The baby was born on a rainy night. A normal baby, in most respects. Tiny hands, tiny feet, a soft cry. But his eyes—his eyes held something else. Something dark. The doctors noticed it first when he screamed, a screech that scraped the air like nails on a chalkboard. Not a baby's scream. A man's scream. Deep. Full of years.
His mother, Sara, dismissed it. Exhausted and overwhelmed by her firstborn, she didn't think much of it. She had heard about babies with strange looks, odd noises, but dismissed it as one of those things parents would talk about.
She would say to herself that he was fine. That he was just like every other child. She told herself that he was fine when he started looking at her like he was older than her. It happened on the third day, when she changed his diaper and caught him staring up at her, eyes wide, calculating. Not a baby's stare. Not at all.
His smile, though small and quiet, was different. It didn't belong to a child. The curve of his lips didn't show innocence. There was something empty there. It never felt right. He didn't react like a child should. When she fed him, he'd look away, eyes turning toward the window like he was already planning something. What kind of baby does that?

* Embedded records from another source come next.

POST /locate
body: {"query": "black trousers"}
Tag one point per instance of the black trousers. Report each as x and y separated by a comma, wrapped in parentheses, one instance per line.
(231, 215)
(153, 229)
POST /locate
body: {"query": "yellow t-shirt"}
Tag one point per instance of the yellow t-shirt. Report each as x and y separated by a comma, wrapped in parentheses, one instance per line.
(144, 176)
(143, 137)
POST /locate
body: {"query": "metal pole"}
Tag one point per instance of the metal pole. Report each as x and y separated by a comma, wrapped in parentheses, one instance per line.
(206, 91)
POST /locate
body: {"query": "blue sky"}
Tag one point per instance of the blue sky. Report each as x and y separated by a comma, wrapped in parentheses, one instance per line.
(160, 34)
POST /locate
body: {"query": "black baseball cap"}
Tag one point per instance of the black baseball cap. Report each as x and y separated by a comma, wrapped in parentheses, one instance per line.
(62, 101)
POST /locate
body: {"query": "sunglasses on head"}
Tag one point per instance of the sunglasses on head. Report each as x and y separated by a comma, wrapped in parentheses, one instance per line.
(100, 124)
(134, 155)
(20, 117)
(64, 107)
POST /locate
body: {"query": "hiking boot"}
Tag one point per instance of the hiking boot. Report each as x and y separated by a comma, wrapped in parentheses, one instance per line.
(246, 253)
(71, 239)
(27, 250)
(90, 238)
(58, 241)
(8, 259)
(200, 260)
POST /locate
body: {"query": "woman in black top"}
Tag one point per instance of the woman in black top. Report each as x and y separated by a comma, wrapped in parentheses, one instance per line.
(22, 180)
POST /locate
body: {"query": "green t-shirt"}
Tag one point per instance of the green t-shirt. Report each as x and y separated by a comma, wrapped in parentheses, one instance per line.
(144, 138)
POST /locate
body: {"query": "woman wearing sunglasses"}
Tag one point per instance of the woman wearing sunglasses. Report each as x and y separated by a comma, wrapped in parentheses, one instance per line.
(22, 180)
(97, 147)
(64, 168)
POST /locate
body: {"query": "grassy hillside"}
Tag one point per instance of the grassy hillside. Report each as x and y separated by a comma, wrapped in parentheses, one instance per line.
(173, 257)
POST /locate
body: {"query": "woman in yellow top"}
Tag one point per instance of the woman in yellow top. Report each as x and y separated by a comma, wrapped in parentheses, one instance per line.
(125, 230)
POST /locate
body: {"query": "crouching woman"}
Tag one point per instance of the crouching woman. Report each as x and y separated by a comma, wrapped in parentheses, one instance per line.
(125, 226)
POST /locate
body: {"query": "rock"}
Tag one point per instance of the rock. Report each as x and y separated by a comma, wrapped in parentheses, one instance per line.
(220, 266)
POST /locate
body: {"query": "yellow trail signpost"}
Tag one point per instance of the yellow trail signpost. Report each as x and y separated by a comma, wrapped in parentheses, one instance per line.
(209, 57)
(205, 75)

By the time he was six months old, the terror had already set in. Sara would come into his room to find him staring at the wall, unblinking. She tried to talk to him, but he never responded. He would laugh, though. A sound that had no place coming from a baby's mouth.
One day, she found a note under his crib. Just a scrap of paper. It read, I'm going to make them suffer. Sara dropped it, her heart hammering in her chest. How? How could a baby write that?
The neighbors noticed things too. Little things. He would sit in his stroller outside, while the others talked. He wouldn't cry. He wouldn't scream. Instead, he'd just watch them. That smile again. That same, too-older-than-his-years look. No one thought to check on him after that. They should have.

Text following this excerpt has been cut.